YRP büyükşehirlerde elindeki en güçlü isimleri aday gösterirken İstanbul Büyükşehir’e Millî Görüş Hareketi’nin kurucusu Necmettin Erbakan’ın kızı, Yeniden Refah Genel Başkanı Fatih Erbakan’ın ablası Elif Erbakan’ın eşi olan ve partinin Genel Başkan Yardımcısı Mehmet Altınöz’ü aday göstermiştir. YRP’nin Ankara Büyükşehir adayı ise AKP’de uzun yıllar milletvekilliği ve Gençlik ve Spor Bakanlığı görevinde bulunan aynı zamanda Yeniden Refah’ın Genel Başkan Yardımcısı ve parti sözcüsü görevlerini sürdüren Suat Kılıç olmuştur.

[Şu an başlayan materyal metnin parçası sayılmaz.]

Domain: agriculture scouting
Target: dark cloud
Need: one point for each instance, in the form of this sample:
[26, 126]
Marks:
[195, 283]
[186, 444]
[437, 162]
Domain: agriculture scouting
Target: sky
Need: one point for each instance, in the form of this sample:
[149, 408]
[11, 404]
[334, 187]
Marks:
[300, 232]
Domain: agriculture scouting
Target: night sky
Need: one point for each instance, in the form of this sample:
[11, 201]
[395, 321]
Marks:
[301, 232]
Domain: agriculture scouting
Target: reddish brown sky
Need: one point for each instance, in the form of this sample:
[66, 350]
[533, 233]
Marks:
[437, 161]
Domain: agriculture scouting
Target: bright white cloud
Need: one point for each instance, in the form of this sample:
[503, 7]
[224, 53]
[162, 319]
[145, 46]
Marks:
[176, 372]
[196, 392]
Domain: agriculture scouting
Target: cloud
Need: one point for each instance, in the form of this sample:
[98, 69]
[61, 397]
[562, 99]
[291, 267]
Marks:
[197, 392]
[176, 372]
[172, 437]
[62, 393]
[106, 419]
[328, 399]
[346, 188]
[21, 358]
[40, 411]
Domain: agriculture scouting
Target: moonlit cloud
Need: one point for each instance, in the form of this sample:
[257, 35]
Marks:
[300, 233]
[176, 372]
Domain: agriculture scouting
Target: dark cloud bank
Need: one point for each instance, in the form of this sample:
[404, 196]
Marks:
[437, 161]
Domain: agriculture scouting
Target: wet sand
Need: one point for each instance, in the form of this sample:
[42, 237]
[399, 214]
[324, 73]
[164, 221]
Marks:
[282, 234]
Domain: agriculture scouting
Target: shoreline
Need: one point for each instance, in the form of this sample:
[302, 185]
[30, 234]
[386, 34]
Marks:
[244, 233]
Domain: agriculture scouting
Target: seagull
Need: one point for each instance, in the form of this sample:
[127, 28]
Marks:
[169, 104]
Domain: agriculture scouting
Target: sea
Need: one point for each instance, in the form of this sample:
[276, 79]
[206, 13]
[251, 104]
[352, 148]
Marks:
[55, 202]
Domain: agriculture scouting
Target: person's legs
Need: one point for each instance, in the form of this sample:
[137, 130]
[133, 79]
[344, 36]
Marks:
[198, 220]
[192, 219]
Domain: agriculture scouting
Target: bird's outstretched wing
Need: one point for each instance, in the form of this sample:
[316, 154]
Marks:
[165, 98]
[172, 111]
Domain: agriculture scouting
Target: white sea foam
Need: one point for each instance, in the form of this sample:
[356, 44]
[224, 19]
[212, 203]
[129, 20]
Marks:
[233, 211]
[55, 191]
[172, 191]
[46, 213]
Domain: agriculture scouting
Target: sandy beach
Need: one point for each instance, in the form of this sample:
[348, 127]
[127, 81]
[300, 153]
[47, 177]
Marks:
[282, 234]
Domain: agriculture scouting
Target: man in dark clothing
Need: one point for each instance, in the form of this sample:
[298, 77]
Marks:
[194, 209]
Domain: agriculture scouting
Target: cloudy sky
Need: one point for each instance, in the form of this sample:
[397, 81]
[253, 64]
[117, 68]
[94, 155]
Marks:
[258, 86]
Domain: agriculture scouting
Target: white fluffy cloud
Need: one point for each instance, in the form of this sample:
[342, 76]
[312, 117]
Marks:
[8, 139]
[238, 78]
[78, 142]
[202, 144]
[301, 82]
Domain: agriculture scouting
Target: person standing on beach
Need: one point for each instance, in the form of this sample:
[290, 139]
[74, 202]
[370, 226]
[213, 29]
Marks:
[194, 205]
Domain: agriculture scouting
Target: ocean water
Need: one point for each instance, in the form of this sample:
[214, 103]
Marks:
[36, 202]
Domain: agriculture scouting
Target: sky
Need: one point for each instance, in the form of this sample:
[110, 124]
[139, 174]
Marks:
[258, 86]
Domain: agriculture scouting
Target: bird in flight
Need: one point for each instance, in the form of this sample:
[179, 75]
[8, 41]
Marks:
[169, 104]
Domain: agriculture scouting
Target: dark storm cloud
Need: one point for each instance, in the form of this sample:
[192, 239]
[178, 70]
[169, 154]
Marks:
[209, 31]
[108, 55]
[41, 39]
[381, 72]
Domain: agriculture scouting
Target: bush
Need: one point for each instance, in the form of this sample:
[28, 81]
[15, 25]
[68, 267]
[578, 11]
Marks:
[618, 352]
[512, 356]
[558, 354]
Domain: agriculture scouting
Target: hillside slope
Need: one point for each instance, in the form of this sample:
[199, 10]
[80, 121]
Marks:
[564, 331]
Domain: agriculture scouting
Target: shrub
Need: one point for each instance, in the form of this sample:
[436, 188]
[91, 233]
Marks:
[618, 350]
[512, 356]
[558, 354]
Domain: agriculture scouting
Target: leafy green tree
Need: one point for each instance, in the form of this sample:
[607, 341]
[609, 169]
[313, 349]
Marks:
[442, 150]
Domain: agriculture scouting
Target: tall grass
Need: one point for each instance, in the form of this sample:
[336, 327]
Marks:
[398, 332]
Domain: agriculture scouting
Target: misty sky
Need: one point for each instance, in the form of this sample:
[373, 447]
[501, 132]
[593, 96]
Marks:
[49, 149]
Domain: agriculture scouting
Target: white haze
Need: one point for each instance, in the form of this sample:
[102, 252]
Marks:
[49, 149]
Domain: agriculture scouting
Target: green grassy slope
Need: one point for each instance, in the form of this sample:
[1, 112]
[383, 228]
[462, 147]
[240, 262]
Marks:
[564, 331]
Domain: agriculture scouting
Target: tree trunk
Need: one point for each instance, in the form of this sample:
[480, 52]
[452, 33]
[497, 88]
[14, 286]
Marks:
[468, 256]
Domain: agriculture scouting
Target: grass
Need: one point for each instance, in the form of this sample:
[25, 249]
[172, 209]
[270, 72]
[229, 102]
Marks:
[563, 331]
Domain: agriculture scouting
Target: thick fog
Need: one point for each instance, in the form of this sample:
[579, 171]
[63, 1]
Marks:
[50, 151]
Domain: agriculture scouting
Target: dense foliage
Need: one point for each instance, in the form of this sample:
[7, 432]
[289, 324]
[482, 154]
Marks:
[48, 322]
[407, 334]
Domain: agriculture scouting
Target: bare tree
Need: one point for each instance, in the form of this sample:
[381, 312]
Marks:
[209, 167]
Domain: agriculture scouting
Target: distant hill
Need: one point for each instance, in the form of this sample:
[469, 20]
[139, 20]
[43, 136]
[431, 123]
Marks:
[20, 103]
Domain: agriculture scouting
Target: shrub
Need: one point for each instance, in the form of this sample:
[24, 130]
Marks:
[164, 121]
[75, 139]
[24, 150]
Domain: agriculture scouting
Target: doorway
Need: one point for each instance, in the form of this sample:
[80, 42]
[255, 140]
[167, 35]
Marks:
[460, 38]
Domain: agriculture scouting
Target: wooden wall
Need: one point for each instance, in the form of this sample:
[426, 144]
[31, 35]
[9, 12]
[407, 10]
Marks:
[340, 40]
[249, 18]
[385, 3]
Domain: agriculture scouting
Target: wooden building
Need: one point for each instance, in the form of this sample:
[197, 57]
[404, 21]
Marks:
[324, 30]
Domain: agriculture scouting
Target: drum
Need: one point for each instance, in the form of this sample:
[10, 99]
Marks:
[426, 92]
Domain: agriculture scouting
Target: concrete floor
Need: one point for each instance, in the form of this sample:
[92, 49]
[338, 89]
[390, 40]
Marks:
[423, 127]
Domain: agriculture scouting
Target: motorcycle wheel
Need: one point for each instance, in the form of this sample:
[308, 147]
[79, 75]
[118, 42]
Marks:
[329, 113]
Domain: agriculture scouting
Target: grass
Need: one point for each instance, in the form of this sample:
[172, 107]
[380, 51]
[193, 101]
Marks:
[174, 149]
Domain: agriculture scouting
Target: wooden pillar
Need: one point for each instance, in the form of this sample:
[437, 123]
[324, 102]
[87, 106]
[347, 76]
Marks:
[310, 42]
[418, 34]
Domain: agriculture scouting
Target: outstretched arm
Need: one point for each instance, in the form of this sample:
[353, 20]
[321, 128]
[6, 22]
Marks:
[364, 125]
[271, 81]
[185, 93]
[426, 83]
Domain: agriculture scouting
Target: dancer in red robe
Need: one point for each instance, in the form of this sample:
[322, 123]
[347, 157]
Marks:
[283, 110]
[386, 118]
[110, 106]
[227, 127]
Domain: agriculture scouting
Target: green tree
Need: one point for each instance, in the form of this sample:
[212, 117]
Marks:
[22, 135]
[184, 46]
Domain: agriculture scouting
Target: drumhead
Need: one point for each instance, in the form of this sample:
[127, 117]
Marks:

YRP, yerel seçimlerde hedeflediği başarıyla Erdoğan sonrası dönemde elde etmek istediği iktidarının temellerini atmaya çalışırken bu gayeyi geleneksel bir çizgiyle ‘adil düzen’ ve sistem eleştirisi üzerinden inşa etmeye çalışmaktadır. Keza aynı siyasi çizgiyi 1990’lar Türkiye atmosferinde takip eden Millî Görüş Hareketi, RP’nin kentli yoksul ve muhafazakâr seçmen üzerinde oluşturduğu motivasyonu, bu defa YRP ile bilhassa AKP’den kopuş yaşayan ya da yaşamak üzere olan bir alternatif arayışındaki seçmen ve de kararsızlar özelinde oluşturmaya çalışmaktadır. Dolayısıyla YRP’nin seçmen kazanımı hedefinde, mevcut ekonomik tablodan en çok etkilenen büyükşehir yoksulları yer alırken bu hedef üzerinde parti ve tabanda olduğu kadar AKP seçmeni üzerinde de hatırı sayılır bir etkiye sahip olan adaylar göstermesi, beklenmedik bir sürpriz teşkil etmemektedir.

YRP, yerel seçimler stratejisinde salt oy bölme siyasetinden öte Erdoğan sonrası dönemde elde etmek istediği iktidar hedefi için muhalefetini kurgularken, mevcut muhalefetten farklı olarak herhangi bir ittifak modelinden bağımsız ve muhalefetin giremediği sahalarda kendisine ayrı bir alan açmaya çalışmaktadır. YRP bu münferit siyaset anlayışını “ahlak” ilkesi üzerine inşa ettiğini iddia ederken düzen eleştirisini; geleneksel Millî Görüş Hareketi çerçevesinde muhafazakâr inanç temelleri ve milli manevi değerler kapsamında geliştirmektedir. Dolayısıyla hedef seçmen kitlenin geleneksele olan bağlığını sıklaştırırken gittikçe kötüye doğru giden enflasyonist ekonomik tablo bilançosunu toplumsal yozlaşma ve sosyal çürüme eleştirisiyle birlikte sunmaktadır.

AKP’nin mevcut siyasal düzlemdeki yeni korkusu olma özelliğini taşıyacak potansiyele sahip olan YRP, münferit siyasetindeki potansiyelin varlığını kanıtlamak ve hedef kitlenin ‘’gelecek konsolidasyonu’’ için 2024 yerel seçimlerinde ilk ciddi atağını göstermek zorundadır. Dolayısıyla YRP tarafından yerel seçimlerde ortaya konacak olan iddia, iktidar ve muhalefet adına, Türkiye’nin gelecek siyasetini yakından ilgilendiren bir mahiyet oluşturmaktadır.